- Born: Reyhaneh Jabbari c. 1988 Iran
- Died: 25 October 2014 (aged 26) Gohardasht Prison, Tehran, Iran
- Cause of death: Execution by hanging
- Occupation: Interior decorator
- Known for: Being convicted of murder and executed for killing her alleged rapist
- Criminal status: Executed
- Conviction: Murder
- Criminal penalty: Death

= Reyhaneh Jabbari =

Iranian prisoner executed by hanging (c. 1988–2014)

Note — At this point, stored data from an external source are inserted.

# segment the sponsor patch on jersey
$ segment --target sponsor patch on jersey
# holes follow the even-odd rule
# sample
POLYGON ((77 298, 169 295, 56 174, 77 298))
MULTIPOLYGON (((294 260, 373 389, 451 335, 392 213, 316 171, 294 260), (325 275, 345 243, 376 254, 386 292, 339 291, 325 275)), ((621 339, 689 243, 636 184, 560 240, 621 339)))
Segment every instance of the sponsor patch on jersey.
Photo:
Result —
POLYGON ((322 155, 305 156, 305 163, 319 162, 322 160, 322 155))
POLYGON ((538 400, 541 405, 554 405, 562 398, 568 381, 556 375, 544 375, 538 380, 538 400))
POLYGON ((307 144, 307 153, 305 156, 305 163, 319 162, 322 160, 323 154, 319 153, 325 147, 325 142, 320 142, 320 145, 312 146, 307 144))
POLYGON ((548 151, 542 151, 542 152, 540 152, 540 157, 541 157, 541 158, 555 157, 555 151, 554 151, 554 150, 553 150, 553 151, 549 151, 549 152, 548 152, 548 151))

Reyhaneh Jabbari (ریحانه جباری; c. 1988 – 25 October 2014) was a woman convicted of murdering Morteza Abdolali Sarbandi, a former agent of the Iranian Ministry of Intelligence in Iran. She was in prison from 2007 until her execution by hanging in October 2014 for killing her alleged rapist. She published her recollection of the events while in prison. Mohammad Mostafaei was her first lawyer. He published her story in his blog. According to Iranian law, after her guilt was proven and her claim of self-defense was considered untrue, only the victim's family had the right to stop the execution; despite efforts by the Prosecutor's Office, the victim's family insisted on proceeding with the execution.

==Background==
In 2007, Sarbandi met Jabbari, who was an interior decorator, in a cafe and convinced her to visit his office to discuss a business deal. While at the office, Sarbandi allegedly tried to rape Jabbari. She stabbed him with a knife, then fled the scene leaving him to bleed to death. According to prosecutors, however, Jabbari texted a friend of her plan to kill Sarbandi. It was ascertained that she had purchased the knife, two days before killing Sarbandi.

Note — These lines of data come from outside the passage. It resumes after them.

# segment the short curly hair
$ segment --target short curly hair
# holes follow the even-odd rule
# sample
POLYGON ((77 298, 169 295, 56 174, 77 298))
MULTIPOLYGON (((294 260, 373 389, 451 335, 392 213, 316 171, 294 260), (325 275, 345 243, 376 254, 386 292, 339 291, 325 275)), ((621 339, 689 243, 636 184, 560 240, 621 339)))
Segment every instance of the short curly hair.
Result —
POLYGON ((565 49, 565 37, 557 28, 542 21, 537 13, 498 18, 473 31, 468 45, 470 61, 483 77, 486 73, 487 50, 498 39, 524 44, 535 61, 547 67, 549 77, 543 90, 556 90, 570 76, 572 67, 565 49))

The United Nations Human Rights Rapporteur in Iran, Ahmed Shaheed, said that Jabbari was hired by Sarbandi to redesign his office and took her to an apartment where she was sexually abused by him. Sarbandi's family insisted that it was premeditated murder as Jabbari confessed to buying a knife two days before the killing. However, it is alleged that police coerced her into giving a false confession after she was tortured and when her interrogators threatened to harm her sister. Many international human rights groups had repeatedly asked for a new trial due to strong concerns of corruption and repeated mishandling of the case by Iranian authorities.

==Arrest and trial==
After her arrest, Jabbari was kept in solitary confinement for two months, without access to her family or a lawyer. In 2009, she was sentenced to death by a Tehran court. According to Amnesty International, Jabbari had admitted stabbing Sarbandi, but had claimed that someone else in the house had killed him.

Amnesty International, United Nations and the European Union had lobbied for her life to be spared. Her punishment was postponed from the original April 2014 date after a global campaign to stop her execution attracted 20,000 signatures.

On 29 September 2014, it was announced that her execution was imminent. On 1 October 2014, it was reported that plans to execute her had been halted for the time being. There were campaigns launched on social media to halt her execution, but Tasnim reported that Jabbari's relatives failed to gain consent for a reprieve from the victim's family.

==Death and legacy==
Jabbari was executed by hanging on 25 October 2014 at dawn at the Gohardasht Prison, north of Karaj. She left her mother a recorded final message imploring her to ensure that her organs be donated anonymously.

==International reactions==
Amnesty International commented that Jabbari was convicted after a flawed investigation and that her claims that another person who was present in the home killed Sarbandi were not properly investigated.

Italian Nobel Prize in Literature recipient Dario Fo dedicated a painting to Jabbari, Portrait of Reyhaneh Jabbari.

== In popular culture ==
In 2023, German filmmaker Steffi Niederzoll released "Seven Winters in Tehran", a documentary about Jabbari's case. That same year, Jabbari's mother, Shole Pakravan, published a book titled "How One Becomes a Butterfly: The Short, Brave Life of My Daughter Reyhaneh Jabbari," offering a personal perspective on her daughter's story.